Andrea Palladio: Innovative Learning Experience

The two most eminent scholars of the architecture of Andrea Palladio, Guido Beltramini and Howard Burns of the Centro Internazionale di Studi di Architettura Andrea Palladio, Vicenza, will offer workshops exploring Palladio’s drawings. Having completed the two intensive workshops in the fall and the spring, students will then travel to Italy in the summer of 2018, to Vicenza and the Veneto, and experience Palladio’s villas first hand. Students who complete the entire set of parts of this pedagogical experiment will receive four units of course credit.

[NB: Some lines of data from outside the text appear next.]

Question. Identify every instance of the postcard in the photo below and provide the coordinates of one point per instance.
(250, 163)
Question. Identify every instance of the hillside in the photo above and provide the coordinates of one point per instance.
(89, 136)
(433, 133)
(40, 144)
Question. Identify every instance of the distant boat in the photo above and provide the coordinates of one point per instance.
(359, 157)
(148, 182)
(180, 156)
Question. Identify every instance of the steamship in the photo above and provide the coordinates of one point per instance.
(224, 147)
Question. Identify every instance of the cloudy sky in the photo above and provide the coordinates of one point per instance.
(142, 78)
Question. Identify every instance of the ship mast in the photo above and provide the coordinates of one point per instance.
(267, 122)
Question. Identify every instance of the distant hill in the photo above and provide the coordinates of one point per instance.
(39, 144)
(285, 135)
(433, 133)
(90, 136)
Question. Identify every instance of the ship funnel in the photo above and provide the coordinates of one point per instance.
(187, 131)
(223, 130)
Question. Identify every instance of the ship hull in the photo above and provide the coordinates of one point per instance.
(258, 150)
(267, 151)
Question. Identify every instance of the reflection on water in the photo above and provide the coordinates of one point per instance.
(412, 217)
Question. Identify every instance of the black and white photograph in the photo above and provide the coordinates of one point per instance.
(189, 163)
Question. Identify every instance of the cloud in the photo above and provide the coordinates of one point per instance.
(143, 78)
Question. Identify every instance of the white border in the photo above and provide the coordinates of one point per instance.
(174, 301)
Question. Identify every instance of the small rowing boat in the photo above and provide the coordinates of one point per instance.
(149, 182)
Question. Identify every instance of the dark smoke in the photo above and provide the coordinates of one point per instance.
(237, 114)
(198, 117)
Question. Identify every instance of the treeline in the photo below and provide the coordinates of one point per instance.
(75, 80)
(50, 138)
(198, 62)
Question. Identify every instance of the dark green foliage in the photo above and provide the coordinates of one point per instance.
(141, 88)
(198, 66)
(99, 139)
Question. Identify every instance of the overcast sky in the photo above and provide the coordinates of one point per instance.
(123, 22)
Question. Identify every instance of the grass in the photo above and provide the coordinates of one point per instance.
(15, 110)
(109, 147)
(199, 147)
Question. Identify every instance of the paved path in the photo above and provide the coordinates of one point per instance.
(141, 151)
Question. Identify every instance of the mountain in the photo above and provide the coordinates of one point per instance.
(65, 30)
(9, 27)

This fall session, Faking Palladio, led by Guido Beltramini, requires students to produce a fake Palladio drawing. The creation of a fake requires in-depth knowledge of both the material qualities of the item to be copied and also the cultural background of the architect who originally produced it. Students will not be invited to produce an exact copy of an existing drawing but will be asked to invent a drawing that has never existed. This sort of exercise is made possible by the fact that Palladio developed an architecture that he conceived as a language, with reference made to standard elements (such as rooms, stairs, doors, and columns) and proportions governing the relations between the various components of a structure. Palladio's treatise, The Four Books on Architecture (Venice, 1570), is essentially a manual with instructions referring to his architecture. Among the Palladio drawings we find drawings for unbuilt buildings: many of them are plans without the corresponding elevations. To make a fake Palladio drawing, a good starting point is the Palladio original plan from which to imagine a possible development. The students will be asked first to design the elevation, or part of it. A further step is to try to make a fake, focusing on the materiality of the drawing as an object (paper, ink, stylus, etc.) and on the Palladio drawing conventions (and, almost as a counterfactual conditional, on our representational conventions today).

The spring session will be led by Howard Burns. This course lasting five days is divided into lectures, workshops, and seminars on the buildings to be featured in the summer trip, with the aid of dossiers that illustrate the Palladian project drawings, plans, sections of buildings, and models. Lectures deal with general themes of Palladio’s work, the material conditions of the buildings’ sites, as well as the designs’ influence. In the workshops, participants are involved in a hands-on approach to various modes of enquiry. For example: How do you read a building starting from its masonry? What can the direct examination of a Palladian autograph drawing tell us? Students will be required to read approximately 10 articles in preparation for the spring course.

Enrollment in this course was pre-selected in fall 2017. Only students who participated in the fall workshop can enroll in this course.  These students should select the course in the limited enrollment course lottery.

While the course spans fall and spring terms, as well as a summer travel component, the course will officially be graded and students will receive credit for the course in spring 2018.